China’s state pension funds can now invest big in the country’s volatile stock markets

By Zheping Huang

Beijing can invest nearly $100 billion of China’s state pension funds, about a third of the total available for investment, into the country’s volatile stock markets this year, state media reported, bringing a “wave of liquidity” to the moribund markets.

Previously, China’s pension funds, which account for 90% of the country’s social security funds, were only allowed to invest in safer assets like bank deposits and treasuries. The new regulations will also allow investment in bonds, asset-backed securities, index futures, bond futures, and the country’s major infrastructure projects.

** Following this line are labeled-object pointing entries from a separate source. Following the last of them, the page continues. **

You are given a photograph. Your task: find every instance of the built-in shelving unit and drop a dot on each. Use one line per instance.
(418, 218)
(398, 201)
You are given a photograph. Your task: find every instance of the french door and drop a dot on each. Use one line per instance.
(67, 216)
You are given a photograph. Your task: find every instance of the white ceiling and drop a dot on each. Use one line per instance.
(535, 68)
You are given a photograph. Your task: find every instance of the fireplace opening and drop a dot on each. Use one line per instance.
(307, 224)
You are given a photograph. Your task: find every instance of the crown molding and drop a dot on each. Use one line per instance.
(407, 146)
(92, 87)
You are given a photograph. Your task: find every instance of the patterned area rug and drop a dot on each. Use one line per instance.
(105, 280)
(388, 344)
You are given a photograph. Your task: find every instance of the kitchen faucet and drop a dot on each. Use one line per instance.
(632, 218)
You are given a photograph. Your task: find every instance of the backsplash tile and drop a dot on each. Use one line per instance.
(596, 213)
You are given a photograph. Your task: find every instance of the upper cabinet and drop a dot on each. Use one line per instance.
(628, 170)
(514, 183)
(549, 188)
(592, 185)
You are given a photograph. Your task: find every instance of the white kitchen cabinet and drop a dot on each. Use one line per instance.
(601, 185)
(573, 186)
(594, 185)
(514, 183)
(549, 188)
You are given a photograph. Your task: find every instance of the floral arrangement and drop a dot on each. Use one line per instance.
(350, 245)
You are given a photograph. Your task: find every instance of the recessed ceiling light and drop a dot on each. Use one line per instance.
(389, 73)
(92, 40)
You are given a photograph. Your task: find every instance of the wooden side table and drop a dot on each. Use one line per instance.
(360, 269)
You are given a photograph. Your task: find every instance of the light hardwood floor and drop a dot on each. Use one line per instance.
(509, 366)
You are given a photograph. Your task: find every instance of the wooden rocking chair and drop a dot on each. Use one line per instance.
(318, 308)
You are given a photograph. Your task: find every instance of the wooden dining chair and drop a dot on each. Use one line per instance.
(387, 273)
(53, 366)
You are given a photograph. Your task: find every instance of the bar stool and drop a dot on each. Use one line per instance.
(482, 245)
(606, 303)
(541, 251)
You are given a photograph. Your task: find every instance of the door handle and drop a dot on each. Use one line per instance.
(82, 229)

China’s state pension fund was nearly 4 trillion yuan at the end of last year, according to the ministry of human resources and social security. Half the money is available for investment, and the other half is paid out to retirees.

The change was sparked by China’s $5 trillion sell-off last June, and is designed to bring more liquidity to the stock markets. In August 2015, China’s cabinet finalized new regulations on pension fund investment, allowing up to 30% of their investible assets—equivalent to around 600 billion yuan ($92 billion)—in stocks, equity funds, and bond funds.

Institutional investors, authorized by China’s cabinet, will invest pension funds consolidated from local governments, but there are no further details. In China’s current pension system, 837 million people are contributing to the pension fund for about 226 million retirees. Employees pay 8% of their monthly salary into individual pension accounts, while employers contribute 20%.

The new scheme is being portrayed as a win-win for China’s stock markets and pension system. On the one hand, the Shanghai and Shenzhen bourses are still weak, despite the fact that the government, hand in hand with the country’s biggest brokers, pumped billions of dollars into stocks. China’s retail investors are counting on the entry of pension funds to prop up the market—even more than the long-expected Shenzhen-Hong Kong stock connect, according to a recent survey (link in Chinese) by the Shenzhen Stock Exchange.

On the other hand, the Chinese government faces a challenge in meeting required pension payments, thanks to its decades-long one-child policy that just ended last year. Some analysts say the shortage between what China’s pension funds need to pay out and are taking in could rise to as high as $11 trillion over the next two decades. China is also raising the retirement age this year.

Still, mixing social security payments with stocks sounds like a bad idea to many. Pension fund investors will entirely control stock market trends, Nie Riming, a researcher with the Shanghai-based SIFL Institute who studies finance and laws in the nation, told the China Securities (link in Chinese) newspaper.